[REVUE DE PRESSE] Les pénuries de médicaments utilisés en psychiatrie se succèdent en France depuis le début de l’année. Ainsi, 14 médicaments psychotropes sont actuellement concernés par des tensions ou des ruptures, selon les bulletins de l’Agence nationale de sécurité du médicament et des produits de santé (ANSM).
Ces pénuries sont problématiques pour les personnes sous traitement concernées par un trouble psychique, comme le rapportent médias et réseaux sociaux. Les solutions mises en place par les autorités sanitaires, les médecins ou les pharmaciens relèvent de la débrouille – comme la distribution par plaquettes et non plus par boîtes pour limiter le gaspillage. Les regards se tournent vers l’Europe, qui pourrait peser davantage et initier des changements structurels.
Les médicaments touchés, pour beaucoup considérés “essentiels” par le ministère de la Santé, sont des neuroleptiques (également appelés antipsychotiques), par exemple la quétiapine, l’olanzapine injectable à libération prolongée, la palipéridone injectable à libération prolongée ; des stabilisants de l’humeur, par exemple le lithium ; des antidépresseurs, par exemple la sertraline. La situation était qualifiée “d’intenable”, le 25 avril, par les représentants des patients, des proches et des professionnels de la santé mentale.
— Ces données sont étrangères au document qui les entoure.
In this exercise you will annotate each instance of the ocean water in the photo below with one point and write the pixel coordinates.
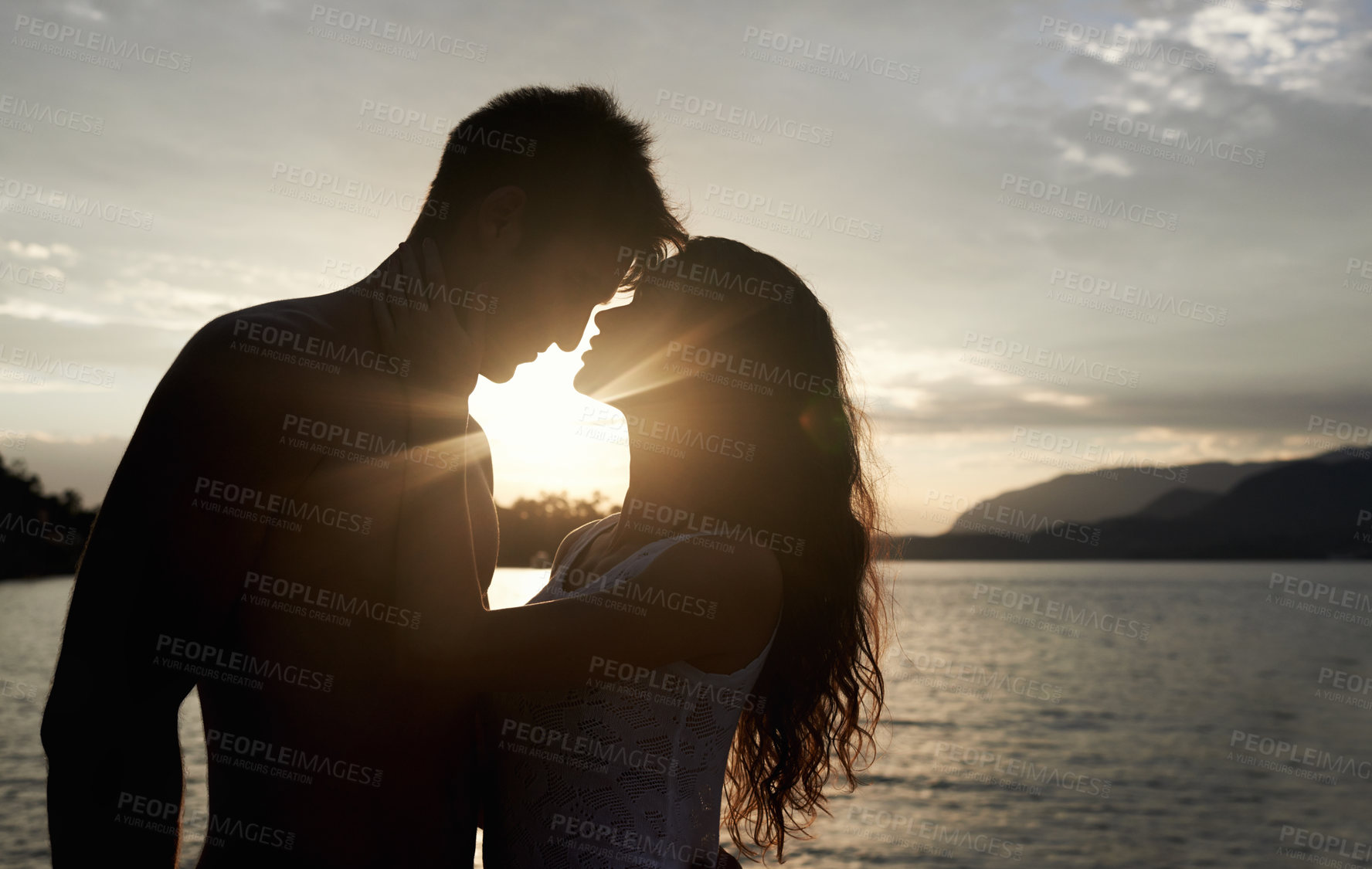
(1078, 715)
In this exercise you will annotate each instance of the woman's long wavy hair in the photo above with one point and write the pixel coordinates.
(822, 687)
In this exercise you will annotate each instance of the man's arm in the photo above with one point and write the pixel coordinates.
(154, 567)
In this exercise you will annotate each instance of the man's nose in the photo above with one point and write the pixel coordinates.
(569, 335)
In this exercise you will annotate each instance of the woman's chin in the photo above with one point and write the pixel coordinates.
(588, 382)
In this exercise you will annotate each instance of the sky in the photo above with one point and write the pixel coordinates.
(1055, 236)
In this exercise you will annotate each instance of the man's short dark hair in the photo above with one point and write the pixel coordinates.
(582, 161)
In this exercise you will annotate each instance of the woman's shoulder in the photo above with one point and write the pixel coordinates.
(747, 575)
(564, 548)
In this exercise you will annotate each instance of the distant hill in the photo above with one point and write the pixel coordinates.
(1117, 492)
(40, 535)
(1177, 503)
(1313, 508)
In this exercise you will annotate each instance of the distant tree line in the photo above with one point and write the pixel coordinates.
(42, 535)
(532, 529)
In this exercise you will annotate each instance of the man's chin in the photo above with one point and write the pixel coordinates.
(500, 372)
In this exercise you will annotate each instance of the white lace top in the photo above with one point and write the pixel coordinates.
(626, 770)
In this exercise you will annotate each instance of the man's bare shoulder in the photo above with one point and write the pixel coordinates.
(742, 574)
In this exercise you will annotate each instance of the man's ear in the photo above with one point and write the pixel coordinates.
(500, 220)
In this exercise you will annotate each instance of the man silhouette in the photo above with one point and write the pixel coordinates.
(206, 569)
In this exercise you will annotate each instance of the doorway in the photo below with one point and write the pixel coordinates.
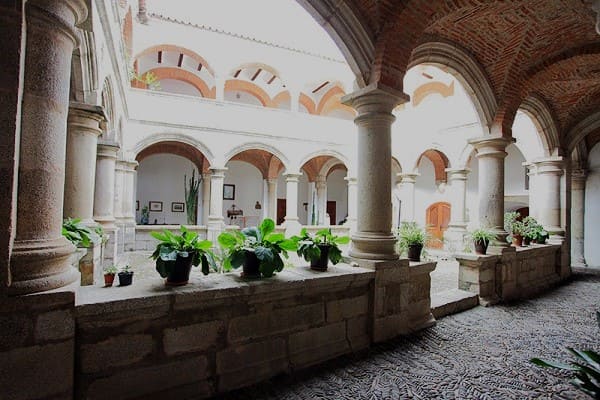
(437, 219)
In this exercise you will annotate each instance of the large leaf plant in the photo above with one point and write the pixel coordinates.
(309, 246)
(268, 246)
(172, 245)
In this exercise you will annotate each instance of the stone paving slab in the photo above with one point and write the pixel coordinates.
(482, 353)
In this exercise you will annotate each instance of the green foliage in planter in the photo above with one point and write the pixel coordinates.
(192, 186)
(77, 233)
(172, 245)
(586, 369)
(262, 241)
(308, 245)
(409, 233)
(512, 225)
(110, 270)
(482, 234)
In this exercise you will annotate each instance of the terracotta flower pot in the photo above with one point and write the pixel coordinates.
(414, 252)
(109, 279)
(481, 246)
(518, 240)
(321, 263)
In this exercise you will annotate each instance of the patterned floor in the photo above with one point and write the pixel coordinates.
(482, 353)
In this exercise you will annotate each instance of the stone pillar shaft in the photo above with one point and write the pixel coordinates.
(40, 258)
(407, 196)
(490, 155)
(83, 129)
(578, 178)
(374, 104)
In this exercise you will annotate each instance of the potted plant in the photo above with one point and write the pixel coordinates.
(109, 275)
(125, 276)
(481, 239)
(411, 238)
(514, 227)
(320, 248)
(258, 250)
(175, 254)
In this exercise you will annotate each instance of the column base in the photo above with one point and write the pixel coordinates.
(38, 266)
(373, 246)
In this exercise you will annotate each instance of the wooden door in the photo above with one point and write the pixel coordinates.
(281, 209)
(331, 212)
(437, 220)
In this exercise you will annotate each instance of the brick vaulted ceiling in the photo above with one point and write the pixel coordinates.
(547, 48)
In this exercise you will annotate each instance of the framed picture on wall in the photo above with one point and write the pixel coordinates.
(155, 206)
(228, 192)
(177, 207)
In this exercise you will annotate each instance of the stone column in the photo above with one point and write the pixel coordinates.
(407, 196)
(125, 216)
(271, 205)
(104, 194)
(578, 178)
(215, 218)
(292, 222)
(321, 188)
(490, 155)
(41, 256)
(457, 227)
(83, 129)
(205, 198)
(374, 104)
(549, 170)
(352, 202)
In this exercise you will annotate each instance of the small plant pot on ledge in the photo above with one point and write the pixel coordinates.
(320, 264)
(251, 266)
(125, 278)
(414, 252)
(109, 279)
(179, 273)
(481, 246)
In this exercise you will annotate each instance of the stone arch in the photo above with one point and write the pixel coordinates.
(173, 137)
(257, 146)
(250, 88)
(185, 76)
(349, 33)
(181, 50)
(464, 68)
(431, 88)
(541, 115)
(440, 163)
(177, 148)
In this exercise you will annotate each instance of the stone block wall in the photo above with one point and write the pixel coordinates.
(218, 334)
(514, 274)
(145, 242)
(37, 346)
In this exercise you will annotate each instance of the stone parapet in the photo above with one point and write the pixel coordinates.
(514, 274)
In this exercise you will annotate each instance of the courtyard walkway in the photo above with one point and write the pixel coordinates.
(482, 353)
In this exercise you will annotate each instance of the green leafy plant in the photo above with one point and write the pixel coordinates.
(77, 233)
(192, 187)
(267, 245)
(482, 234)
(586, 369)
(110, 270)
(309, 246)
(172, 245)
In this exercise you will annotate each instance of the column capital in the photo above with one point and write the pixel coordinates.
(549, 165)
(457, 174)
(375, 98)
(491, 146)
(407, 177)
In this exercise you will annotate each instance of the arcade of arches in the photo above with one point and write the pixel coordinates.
(448, 115)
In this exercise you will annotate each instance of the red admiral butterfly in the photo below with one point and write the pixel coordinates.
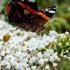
(15, 10)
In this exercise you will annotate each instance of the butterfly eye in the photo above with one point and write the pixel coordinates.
(50, 11)
(7, 9)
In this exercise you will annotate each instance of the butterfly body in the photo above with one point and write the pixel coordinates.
(16, 11)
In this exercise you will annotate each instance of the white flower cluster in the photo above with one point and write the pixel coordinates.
(25, 50)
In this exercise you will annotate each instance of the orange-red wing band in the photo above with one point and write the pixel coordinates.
(33, 11)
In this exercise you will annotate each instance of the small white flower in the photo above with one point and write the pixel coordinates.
(51, 59)
(47, 67)
(8, 66)
(54, 64)
(33, 67)
(41, 62)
Pour les personnes concernées, la situation suscite de l’anxiété, au minimum. Médiatrice de santé paire, Juliette Vaillant qualifie la situation de “stressante”. “Je pars à la pharmacie tenter ma chance, il leur reste une boîte ! On se réjouit d’un rien, c’est dingue”, ironise-t-elle dans un post.
De son côté, le journaliste Baptiste des Monstiers a dévoilé son trouble du neurodéveloppement (le TDAH) et alerté du même coup sur les pénuries : “Ca fait deux ans que le traitement que je prends est en ruptures [régulières], des milliers de patients comme moi vivent avec une épée de Damoclès au-dessus de la tête, ils ont une vie stabilisée et du jour au lendemain, ils pourraient voir leur monde s’effondrer”.
- Voir son témoignage dans l’émission de M6 La grande semaine sur LinkedIn
Il existe une alternative aux médicaments fabriqués par les firmes pharmaceutiques, les préparations dites magistrales, c’est à dire réalisées sur mesure par un pharmacien – à condition que le principe actif ne soit pas lui-même en rupture. Avec ce mode de production, le dosage reste le même. Néanmoins, certains s’interrogent sur les éventuels effets négatifs d’un tel changement. Le psychiatre David Masson cite le cas de Florence, concernée par des troubles bipolaires. Après le passage à une préparation magistrale, cette patiente a vécu une “rechute dépressive difficile avec angoisse massive”, écrit-il. Sans qu’un lien de cause à effet puisse être établi pour autant.
Il est difficile, à ce jour, de mesurer les effets de ces pénuries pour les patients, même si un suivi de pharmacovigilance a été mis en place par l’Agence du médicament. “On ne va pas évaluer les conséquences, prédit Claude Filkenstein, présidente de la Fédération nationale des association d’usagers en psychiatrie (Fnapsy). J’ai vu écrit 2 personnes qui ont décompensé [rechuté] dans toute la France, nous on en a déjà beaucoup plus !”
- Regarder l’émission du 26 avril sur BFM TV
Comment en est-on arrivé à manquer à ce point de médicaments ? La production est aujourd’hui mondialisée, soumise aux lois du marché. Dans leur tribune publiée le 15 avril dans le quotidien Le Monde, 4 psychiatres invoquent la délocalisation de la production de certains principes actifs, et un système français de fixation des prix parfois jugé insuffisamment rémunérateur par l’industrie pharmaceutique.
- Lire la dépêche de l’Agence France presse sur Ici
- Regarder l’enquête de Julie Lotz “Pénuries de médicaments, les labos font-ils la loi ?” dans l’émission Cash Investigation du 9 janvier sur France 2
Le salut viendra-t-il de l’Europe ? La Commission européenne a proposé le 11 mars une “loi sur les médicaments critiques” pour améliorer la sécurité de l’approvisionnement, prévoyant l’achat groupé de médicaments entre états européens et des incitations à la relocalisation de la production.
- Ecouter la chronique du 14 mars par Stéphane Geneste sur RFI
Mais des questions restent posées. “La proposition étant désormais soumise au processus législatif, les députés devraient introduire des amendements visant [notamment] à coordonner les mesures de stockage [d’urgence]” écrivent les journalistes Gerardo Fortuna et Marta Iraola Iribarren sur Euronews, afin d’encourager le partage des médicaments et la solidarité entre les pays européens en cas de pénuries.